Dinozorlar asteroidle yok olurken kuşların çoğalmasını aynı felaket mi sağladı?
Kyle Atkins-Weltman birkaç yıl önce yüksek lisans yaptığı dönem bir okul projesi için dinozor fosillerini incelerken bazı tuhaflıklar fark etti. Kyle'ın dikkati, yeni bir dinozor türü keşfetmesine vesile oldu.

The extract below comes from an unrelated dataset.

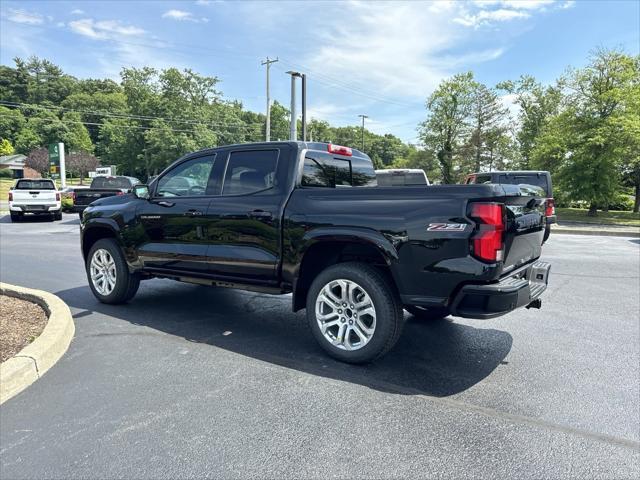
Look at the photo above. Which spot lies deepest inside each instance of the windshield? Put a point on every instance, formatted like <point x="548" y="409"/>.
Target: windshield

Yüksek lisans yaptığı dönem okul projesi için “Cehennemden gelen tavuk” olarak bilinen kuş benzeri bir dinozor olan Anzu wyliei’ye ait olduğuna inanılan kemikleri incelemeye koyulan Kyle Atkins-Weltman, bir fosil koleksiyoncusundan 5 bin dolara bir Anzu’ya ait olduğu düşünülen uyluk kemiği, kaval kemiği ve metatarsal kemikler almış. Araştırmacılar bu kemikleri Montana, Kuzey Dakota, Güney Dakota ve Wyoming’i kapsayan, birçok dinozor fosilinin keşfedildiği Hell Creek Formation’da bulmuş.
Anzu fosilleri ilk olarak 2010’lu yılların başında bulunmuştu. Bu dinozor türü insan boyutunda tavuğa benzediği için bilim insanları “Cehennemden gelen tavuk” lakabını takmıştı.
Kemikleri inceleyen Kyle bunların beklediğinden daha küçük olduğunu fark etmiş. Bu kemiklerin genç bir Anzu’ya ait olabileceğini düşünerek, fosilleri daha detaylı incelenmesi için bir anatomi profesörüne göndermiş. Birkaç ay sonra sonuçlar eline geçince Kyle’ın kalbi küt küt atmış çünkü kemikler bir Anzu’ya ya da bilinen herhangi bir dinozor türüne ait değil. Yüksek lisans öğrencisi olan Kyle yeni bir tür keşfetmiş.
Şu anda Oklahoma Eyalet Üniversitesi’nde doktora öğrencisi olan Kyle, Anzu’ya benzeyen ama ondan daha küçük olan, kuş benzeri bir tür olan Eoneophron infernalis’in keşfini geçen hafta resmen duyurdu. Bir kere Kyle’ın satın aldığı kemikler sandığı gibi genç bir Anzu’ya değil, yetişkin ya da en azından yetişkinliğe yakın bir Eoneophron infernalis’e aitti.
Araştırmacılar Eoneophron infernalis’in de Anzu gibi uzun pençeleri ve bacakları, dişsiz gagaları, tüylü vücutları ve kısa kuyrukları olduğunu düşünüyor. Ancak Eoneophron infernalis, 90 cm’den daha uzun ve 72 kilo civarındaydı, yani Anzu’dan 60 cm daha kısa ve aşağı yukarı 180 kilo daha hafifti.
28 yaşındaki Kyle Washington Post’a verdiği demeçte üniversiteye giderken yeni bir tür keşfetmek ve bu türü isimlendirmek gibi bir beklentisinin olmadığını söyledi. Anatomi ve omurgalı paleontolojisi üzerine çalışan Kyle, “Yaşananları algılanan gerçekten en az iki-üç günümü aldı çünkü her şey çok tesadüfi oldu. Bir ‘evreka’ anı değildi belki ama ‘Bu garipmiş’ ile çıktım yola” diye anlattı.
Tabii her şey tesadüf sayılmaz. Bir kere Kyle kendini bildi bileli dinozorlara ilgiliymiş. Çocukken ağlamasını durdurmak için dinozor resimlerinin gösterilmesi yetiyormuş. Ya da Jurassic Park’ı izleyenlerin büyük bir kısmı insanların tarafını tutarken Kyle dinozorların tarafını tutuyormuş. İşte bu tutkuyla çıkmış yola ve Ocak 2020’de Kansas Üniversitesi’nde yüksek lisans yaparken dokuz dinozor türünü araştırmak için bu projeye atılmış.
Genelde yeni bir tür keşfedenler profesyonel araştırmacılar olsa da Kyle son yıllarda bunu başaran ilk öğrenci değil. Geçen yıl Alabamalı bir genç de ailesinin arazisinde daha önce bilinmeyen bir balina türünü keşfetmişti. Tennessee’de de üniversite öğrencisi iki genç yeni bir kerevit türü tespit etmişti. Yine geçen yıl Montana Eyalet Üniversitesi, bir öğrencinin yeni bir dinozor türünün keşfinde yardımcı olduğunu duyurmuştu.